More than half of the 61 genes could be grouped into two functional classes; genes whose products are involved in cell cycle progression, and those involved in the maintenance of the extracellular matrix, a scaffolding to which most kinds of cells adhere and which modulates cellular functions. The scientists believe that the multiplicity of genes in these two classes compared to the smaller number of genes involved in other cellular processes may reflect a different level of coordinated regulation between them. This observation is important because it helps scientists to better understand the importance of how genes interact with each other. Some believe that gene interactions may be more important than the effects of individual genes.
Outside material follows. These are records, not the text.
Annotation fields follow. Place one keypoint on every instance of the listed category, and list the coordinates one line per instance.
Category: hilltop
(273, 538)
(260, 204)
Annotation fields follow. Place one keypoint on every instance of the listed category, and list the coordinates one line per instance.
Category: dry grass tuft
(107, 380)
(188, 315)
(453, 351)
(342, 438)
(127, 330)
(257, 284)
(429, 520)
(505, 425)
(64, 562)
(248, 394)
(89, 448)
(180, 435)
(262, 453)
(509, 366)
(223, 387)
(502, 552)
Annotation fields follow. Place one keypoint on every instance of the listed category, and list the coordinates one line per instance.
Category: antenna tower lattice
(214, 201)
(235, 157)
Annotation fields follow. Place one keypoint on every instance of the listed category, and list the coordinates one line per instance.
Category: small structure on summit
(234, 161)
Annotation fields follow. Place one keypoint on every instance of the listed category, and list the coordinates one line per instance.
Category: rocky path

Genetic Links to Specific Age-Related Diseases
In addition to outlining the mechanism of aging, the study also revealed a number of genes with altered expression that could be linked to age-related diseases. Some of these include BARD (BRCA-1 associated Ring domain), an essential binding partner of the tumor suppressor BRCA-1; hFRP-1, an analogue of the mutated AT (Ataxia-Telangiecstatia) that is linked to progressive neurodegenerative disease and premature aging; -crystallin, a heat shock protein that is overexpressed in neurological disorders such as Alzheimer's disease, diffuse Lewy body disease, and Alexander's disease, as well as being implicated in juvenile cataract formation; hyaluronic acid synthase and matrix metalloproteinase, both of which play a role in arthritis; and COX-2, a key enzyme necessary for kidney, heart and ovary function. Altered expression of these genes may contribute to age-related breast cancer, neurodegenerative disease, arthritis and defects in other tissues such as kidney, heart and ovaries with advancing age.
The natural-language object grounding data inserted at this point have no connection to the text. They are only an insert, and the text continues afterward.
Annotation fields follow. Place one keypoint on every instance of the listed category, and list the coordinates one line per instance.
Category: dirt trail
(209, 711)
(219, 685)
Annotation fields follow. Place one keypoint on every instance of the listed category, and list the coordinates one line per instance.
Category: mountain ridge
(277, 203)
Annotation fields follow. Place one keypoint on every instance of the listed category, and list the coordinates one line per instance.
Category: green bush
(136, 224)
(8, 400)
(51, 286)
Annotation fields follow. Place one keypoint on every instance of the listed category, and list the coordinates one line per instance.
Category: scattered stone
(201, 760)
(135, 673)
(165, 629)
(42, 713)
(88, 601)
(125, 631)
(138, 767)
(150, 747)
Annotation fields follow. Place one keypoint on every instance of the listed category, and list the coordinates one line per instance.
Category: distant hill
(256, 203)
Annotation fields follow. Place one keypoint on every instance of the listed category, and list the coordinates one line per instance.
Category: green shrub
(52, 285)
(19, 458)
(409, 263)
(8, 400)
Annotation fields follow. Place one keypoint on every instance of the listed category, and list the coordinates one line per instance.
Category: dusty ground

This is not the first time that Dr. Lerner has collaborated with Dr. Schultz. Their work in converting antibodies into enzymes, permitting the catalysis of chemical reactions considered impossible to achieve by classical chemical procedures, has garnered international attention. In recognition of this scientific achievement, they received the Wolf Prize in Chemistry 1994 and were named California Scientists of the Year in 1996.
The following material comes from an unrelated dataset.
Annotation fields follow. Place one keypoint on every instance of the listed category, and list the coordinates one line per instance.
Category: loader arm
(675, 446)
The authors note their research is not conclusive and additional studies will be needed before the process of aging can be completely understood in complex organisms, but the mechanisms identified contribute to aging and age-related problems. Dr. Lerner noted, "We need broader analyses of how genes function, how they interact with one another and with the environment. This research will bring us closer to identifying specific genes associated with age-related diseases and potential ways to prevent and/or treat them."
The Scripps Research Institute is the largest private, non-profit biomedical research organization in the United States. It has become recognized for its basic research in molecular and cellular biology, chemistry, immunology, neurosciences, molecular and experimental medicine and vascular biology. Particularly significant is the Institute's work at the nexus of molecular biology and bioorganic chemistry; in this arena, through work performed at The Skaggs Institute for Chemical Biology, TSRI is among a handful of the world's leading centers. Currently housed in several laboratory buildings with more than one million square feet of space, the Institute's staff includes some 260 faculty, 1,000 postdoctoral fellows, 1,500 technical and administrative support employees and 130 doctoral students. TSRI's philosophy emphasizes the creation of basic knowledge in the biosciences for the application of medical and material discoveries; the pursuit of fundamental scientific advances through interdisciplinary programs and collaborations; and the education and training of researchers preparing to meet the scientific challenges of the next generation.